那時候的四個人啊,只剩下現在她和老頭了。
哎,人這一輩子啊,總是要走至盡頭的。
“奶奶,白爺爺和白奶奶相聚了,說到底也算是一件好事了。”丁寧輕聲的安慰着奶奶,“別不開心了,白爺爺也不想看到你和爺爺總是這麼不開心的。”
水清秀又是很疼愛的拍了拍她的手背,點了點頭:“嗯,你說的對。奶奶和爺爺啊,已經很知足了。有你這麼個好孫媳婦,看着咱家一家人整整齊齊的,無病無災的就比什麼都強了。”
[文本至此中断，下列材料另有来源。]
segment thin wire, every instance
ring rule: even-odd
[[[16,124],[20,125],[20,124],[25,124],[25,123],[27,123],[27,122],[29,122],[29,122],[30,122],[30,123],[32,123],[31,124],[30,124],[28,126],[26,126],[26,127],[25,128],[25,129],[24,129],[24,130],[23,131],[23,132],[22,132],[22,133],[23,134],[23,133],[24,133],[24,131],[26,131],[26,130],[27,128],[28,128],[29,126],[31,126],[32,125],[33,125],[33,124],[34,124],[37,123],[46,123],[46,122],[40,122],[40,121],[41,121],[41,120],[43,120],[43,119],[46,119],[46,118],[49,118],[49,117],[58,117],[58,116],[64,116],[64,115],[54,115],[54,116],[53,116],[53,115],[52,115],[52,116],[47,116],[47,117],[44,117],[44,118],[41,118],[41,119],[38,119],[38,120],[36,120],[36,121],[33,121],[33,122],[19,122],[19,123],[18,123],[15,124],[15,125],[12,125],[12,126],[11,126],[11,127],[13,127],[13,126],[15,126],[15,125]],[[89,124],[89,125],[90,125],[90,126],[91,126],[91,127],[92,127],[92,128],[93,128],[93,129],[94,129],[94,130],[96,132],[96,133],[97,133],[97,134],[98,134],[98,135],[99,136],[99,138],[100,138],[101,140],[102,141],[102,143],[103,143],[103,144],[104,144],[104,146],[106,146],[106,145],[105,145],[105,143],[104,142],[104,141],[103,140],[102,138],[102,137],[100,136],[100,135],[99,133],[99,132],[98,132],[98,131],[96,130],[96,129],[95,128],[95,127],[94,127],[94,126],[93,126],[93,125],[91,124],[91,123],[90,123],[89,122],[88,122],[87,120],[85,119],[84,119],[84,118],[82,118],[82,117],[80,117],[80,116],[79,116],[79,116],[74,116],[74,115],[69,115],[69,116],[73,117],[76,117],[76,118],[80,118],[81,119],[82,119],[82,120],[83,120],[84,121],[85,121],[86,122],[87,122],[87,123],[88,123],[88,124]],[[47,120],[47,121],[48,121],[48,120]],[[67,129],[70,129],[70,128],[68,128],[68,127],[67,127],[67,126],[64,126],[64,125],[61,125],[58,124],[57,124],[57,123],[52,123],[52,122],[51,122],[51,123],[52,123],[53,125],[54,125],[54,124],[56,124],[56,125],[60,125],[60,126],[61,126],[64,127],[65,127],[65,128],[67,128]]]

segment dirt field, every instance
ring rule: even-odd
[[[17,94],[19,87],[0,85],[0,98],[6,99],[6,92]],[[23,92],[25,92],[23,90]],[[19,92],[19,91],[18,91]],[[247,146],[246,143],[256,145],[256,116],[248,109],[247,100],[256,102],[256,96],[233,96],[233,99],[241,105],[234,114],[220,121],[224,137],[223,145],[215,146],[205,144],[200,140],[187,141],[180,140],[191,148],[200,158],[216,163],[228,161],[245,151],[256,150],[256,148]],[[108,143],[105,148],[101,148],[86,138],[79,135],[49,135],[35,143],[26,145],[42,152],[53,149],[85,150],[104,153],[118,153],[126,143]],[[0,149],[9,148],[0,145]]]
丁寧趕緊贊同的點頭,“對,奶奶說的沒錯,這樣比什麼都強。”然後拍了拍自己的肚子,繼續笑盈盈的說道,“大小剛還等着的太爺爺和太奶奶抱呢。以後還要陪太爺爺下棋,陪太奶奶種花澆水。”
水清秀很是滿意的笑了。
雖然丁寧一直覺的大小剛應該還在在她的肚子裡呆上個幾天的,但是,事實和想像卻是相反的。
晚上,江川正幫自個寶貝老婆洗好澡,從洗浴室出來,丁寧的手機便是響了。
最近這段時間,她的電話着實少的可憐,除了江川很定時的電話過來之後,基本上沒有別人的電話。就連丁淨初這個當媽的也自從那天在奢品會面見後,沒給她打過一個電話。好像突然之間就這麼從她的視線裡消失了一般。
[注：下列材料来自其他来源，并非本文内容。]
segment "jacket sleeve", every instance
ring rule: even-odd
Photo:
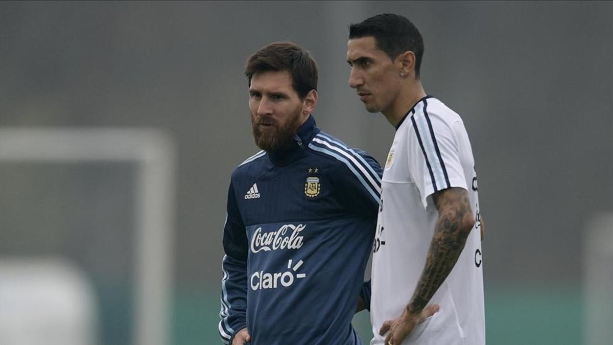
[[[246,327],[247,235],[238,212],[232,182],[228,190],[221,263],[221,310],[219,335],[224,344],[231,344],[236,333]]]
[[[341,166],[338,177],[345,203],[355,213],[376,219],[381,202],[383,170],[377,161],[366,152],[353,149],[353,158]],[[373,230],[374,231],[374,230]]]
[[[370,295],[371,291],[370,280],[364,282],[362,284],[362,289],[360,290],[360,297],[364,301],[364,305],[366,306],[366,310],[368,311],[370,311]]]

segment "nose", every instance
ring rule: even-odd
[[[357,88],[364,84],[364,79],[359,71],[355,68],[352,68],[349,75],[349,87],[351,88]]]
[[[272,107],[265,97],[262,97],[257,105],[257,115],[270,115],[272,114]]]

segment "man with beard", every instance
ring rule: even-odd
[[[262,150],[230,182],[221,338],[241,345],[360,344],[351,319],[370,303],[363,277],[381,169],[316,126],[318,68],[308,52],[269,44],[249,58],[245,74]]]

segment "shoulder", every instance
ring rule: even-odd
[[[371,171],[380,169],[376,160],[365,151],[351,147],[340,139],[324,131],[320,131],[313,138],[308,147],[315,154],[336,165],[352,165]]]
[[[462,121],[460,115],[447,106],[440,99],[433,97],[424,99],[423,106],[420,107],[419,111],[416,109],[415,117],[425,117],[430,121],[434,119],[437,122],[451,124],[454,122]]]
[[[411,111],[398,128],[409,133],[408,138],[427,136],[428,133],[449,131],[453,124],[462,122],[460,115],[437,98],[424,98]],[[406,134],[405,134],[406,135]]]
[[[250,156],[234,168],[232,178],[243,178],[261,170],[266,161],[266,151],[262,150]]]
如此,丁寧倒了樂的清靜了。說實在的,她還真不想與他們扯上什麼關係了。只想安安靜靜的當好她的江太太,江大川同志的老婆,江家的媳婦。
在看到來電顯示時,丁寧着實怔了一下。
電話是丁淨初打來的。
打電話過來的目的,無非就是問問丁寧生了沒有?這段時間因爲事情很忙,這麼久沒給她打電話,希望她不要往心裡去。當媽的,心裡還是想着女兒的。不可能把自己的女兒給忘記的。
對此,丁寧一笑而過,表示理解她。讓她也別太往心裡去,也別太記着她。她一切都好,孩子暫時還沒有出生。
閒聊了幾句之後,一時之間母女倆再一次無話了,然後就這拿着手機,陷入了沉默之中。
似乎,丁寧隱約還能聽到電話那頭的丁淨初輕聲的嘆氣。
最後,還是丁寧說了幾句客套話後,便是尋了個藉口掛斷了電話。
“怎麼了?”江川拿過吹風機,打算給她吹頭髮,見着她有些發呆的樣子,輕聲的問道。
淺笑,搖了搖頭,一臉平靜的說道:“沒事,我媽的電話。問我孩子生了沒有,覺的沒什麼話說,就掛了。”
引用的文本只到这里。